CHO-CB2 cells were plated overnight onto poly-D-lysine pre-coated 24 well plates (Corning - cat no. 3667) at a density of 2 x 10^5 cells per well. For the experiment, cells were washed once with 500 μl stop-medium (DMEM without FBS) and a further 250 μl stop medium containing 3 μCi/ml 2-[3H]adenine added to the cells and incubated for 3 h at 37°C. The media was aspirated and the cells washed 2 x with 500 μl HBS buffer (130 mM NaCl, 0.9 mM NaH2PO4, 0.8 mM MgSO4, 1.8 mM CaCl2, 5.4 mM KCl, 25 mM glucose, 20 mM HEPES, pH 7.4 with phenol red added at 5 mg/l) with a further 500 μl HBS added.
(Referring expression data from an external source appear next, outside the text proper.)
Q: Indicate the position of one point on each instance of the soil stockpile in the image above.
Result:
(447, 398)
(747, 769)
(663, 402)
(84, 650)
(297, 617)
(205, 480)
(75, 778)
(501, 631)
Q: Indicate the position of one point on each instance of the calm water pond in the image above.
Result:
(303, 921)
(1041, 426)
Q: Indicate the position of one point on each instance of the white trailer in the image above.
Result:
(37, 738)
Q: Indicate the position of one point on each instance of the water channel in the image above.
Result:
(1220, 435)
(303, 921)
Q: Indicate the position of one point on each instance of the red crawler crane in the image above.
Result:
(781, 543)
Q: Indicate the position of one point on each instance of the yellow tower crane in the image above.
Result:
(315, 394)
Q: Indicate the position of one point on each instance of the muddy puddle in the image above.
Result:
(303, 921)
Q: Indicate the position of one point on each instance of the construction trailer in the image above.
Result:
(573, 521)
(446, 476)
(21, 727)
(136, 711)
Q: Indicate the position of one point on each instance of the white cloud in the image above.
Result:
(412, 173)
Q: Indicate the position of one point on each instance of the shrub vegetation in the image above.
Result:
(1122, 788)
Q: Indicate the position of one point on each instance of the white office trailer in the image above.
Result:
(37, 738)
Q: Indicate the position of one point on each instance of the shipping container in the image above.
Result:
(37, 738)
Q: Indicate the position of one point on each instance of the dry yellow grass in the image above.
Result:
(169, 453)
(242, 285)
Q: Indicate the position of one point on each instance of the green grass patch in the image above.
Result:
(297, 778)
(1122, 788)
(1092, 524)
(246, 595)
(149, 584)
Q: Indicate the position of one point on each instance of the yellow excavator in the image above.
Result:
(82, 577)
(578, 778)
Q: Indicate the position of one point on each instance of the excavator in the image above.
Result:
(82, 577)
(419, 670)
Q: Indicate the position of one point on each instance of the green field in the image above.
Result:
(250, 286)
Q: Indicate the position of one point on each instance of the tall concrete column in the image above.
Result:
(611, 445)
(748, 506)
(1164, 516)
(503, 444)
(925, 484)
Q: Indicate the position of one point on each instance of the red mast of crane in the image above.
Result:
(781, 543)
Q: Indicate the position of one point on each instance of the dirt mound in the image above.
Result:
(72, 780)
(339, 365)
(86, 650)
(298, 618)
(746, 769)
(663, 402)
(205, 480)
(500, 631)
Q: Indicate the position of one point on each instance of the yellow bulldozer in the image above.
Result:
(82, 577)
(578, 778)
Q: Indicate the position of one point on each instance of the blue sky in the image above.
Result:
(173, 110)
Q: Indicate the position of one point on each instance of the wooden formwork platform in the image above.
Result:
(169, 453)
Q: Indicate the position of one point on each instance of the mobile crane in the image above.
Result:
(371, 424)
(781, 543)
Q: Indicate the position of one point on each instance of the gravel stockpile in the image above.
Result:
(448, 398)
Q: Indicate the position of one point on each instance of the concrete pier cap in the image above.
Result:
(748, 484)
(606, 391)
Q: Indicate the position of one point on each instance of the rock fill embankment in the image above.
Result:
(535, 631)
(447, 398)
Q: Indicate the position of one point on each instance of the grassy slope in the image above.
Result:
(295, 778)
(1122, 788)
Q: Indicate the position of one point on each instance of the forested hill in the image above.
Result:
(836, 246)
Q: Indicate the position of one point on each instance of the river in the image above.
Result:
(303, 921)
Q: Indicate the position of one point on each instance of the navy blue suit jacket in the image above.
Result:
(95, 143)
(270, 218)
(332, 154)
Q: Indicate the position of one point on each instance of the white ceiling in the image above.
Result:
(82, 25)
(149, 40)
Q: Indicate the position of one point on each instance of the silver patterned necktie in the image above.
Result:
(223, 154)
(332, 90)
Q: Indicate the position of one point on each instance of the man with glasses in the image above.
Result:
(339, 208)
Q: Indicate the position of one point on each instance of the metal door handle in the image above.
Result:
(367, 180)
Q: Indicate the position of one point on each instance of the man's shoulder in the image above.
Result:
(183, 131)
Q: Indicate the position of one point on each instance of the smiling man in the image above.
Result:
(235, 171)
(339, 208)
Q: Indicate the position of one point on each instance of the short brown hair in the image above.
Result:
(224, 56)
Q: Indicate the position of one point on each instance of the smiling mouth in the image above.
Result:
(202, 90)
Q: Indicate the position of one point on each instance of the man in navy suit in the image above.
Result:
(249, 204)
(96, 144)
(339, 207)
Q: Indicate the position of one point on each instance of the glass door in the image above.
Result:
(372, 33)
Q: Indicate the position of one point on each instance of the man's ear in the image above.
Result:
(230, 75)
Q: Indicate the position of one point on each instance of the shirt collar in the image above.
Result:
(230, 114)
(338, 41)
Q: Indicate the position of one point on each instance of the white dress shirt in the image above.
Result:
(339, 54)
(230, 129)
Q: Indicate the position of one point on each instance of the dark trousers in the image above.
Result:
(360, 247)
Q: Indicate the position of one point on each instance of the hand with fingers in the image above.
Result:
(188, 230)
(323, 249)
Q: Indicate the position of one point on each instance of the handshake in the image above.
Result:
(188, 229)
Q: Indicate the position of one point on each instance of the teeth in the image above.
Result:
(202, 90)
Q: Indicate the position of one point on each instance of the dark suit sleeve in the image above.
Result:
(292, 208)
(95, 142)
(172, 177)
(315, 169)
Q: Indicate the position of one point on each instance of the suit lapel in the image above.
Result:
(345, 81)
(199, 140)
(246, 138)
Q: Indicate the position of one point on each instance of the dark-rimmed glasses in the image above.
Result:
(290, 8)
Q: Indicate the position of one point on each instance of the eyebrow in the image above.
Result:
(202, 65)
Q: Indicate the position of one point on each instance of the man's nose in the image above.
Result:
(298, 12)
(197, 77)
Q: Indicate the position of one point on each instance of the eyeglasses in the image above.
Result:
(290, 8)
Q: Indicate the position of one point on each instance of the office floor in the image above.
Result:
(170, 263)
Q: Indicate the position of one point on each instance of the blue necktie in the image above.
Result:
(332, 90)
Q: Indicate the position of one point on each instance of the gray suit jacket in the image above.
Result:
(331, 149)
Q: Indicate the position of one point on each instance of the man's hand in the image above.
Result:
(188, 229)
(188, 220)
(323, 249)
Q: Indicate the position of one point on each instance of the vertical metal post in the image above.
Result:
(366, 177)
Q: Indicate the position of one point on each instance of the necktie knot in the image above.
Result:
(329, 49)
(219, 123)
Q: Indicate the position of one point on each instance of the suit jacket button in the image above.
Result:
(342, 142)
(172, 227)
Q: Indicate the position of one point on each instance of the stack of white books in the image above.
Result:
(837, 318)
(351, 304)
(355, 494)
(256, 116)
Where required IBMX (1 mM final concentration), forskolin (10 μM final concentration) and compound (CB-13, at varying concentrations from 100 x stock solutions in DMSO) were added and the plates incubated for 15 min in a water bath at 37°C. The media was aspirated and 500 μl cold 5% (v/v) TCA added to stop the reaction. A further 500 μl cold 5% (v/v) TCA which contained 1 mM ATP and 1 mM cAMP (to block non-specific binding sites) was added and the plate incubated at 4 °C for 20 min. The resultant extract was loaded directly onto pre-equilibrated dowex columns. A further 2.5 ml H2O was added and ATP drained from the columns. The dowex columns were placed directly above preequilibrated alumina columns and 8 ml H2O added and allowed to flow through both columns. Scintillation vials were placed beneath the alumina columns and 6 ml 0.1 M imidazole added to elute the bound cAMP. 10 ml of scintillation fluid (IREA-Safe, Perkin-Elmer) was added to each vial, lids applied, the vials shaken and counted on a Wallac 1409 Liquid Scintillation Counter for 2 min, with dpm’s reported. Nucleotide binding and cAMP data were analyzed by non-linear regression with the software Origin, version 7.5, from Origin Lab Corporation, MA, US.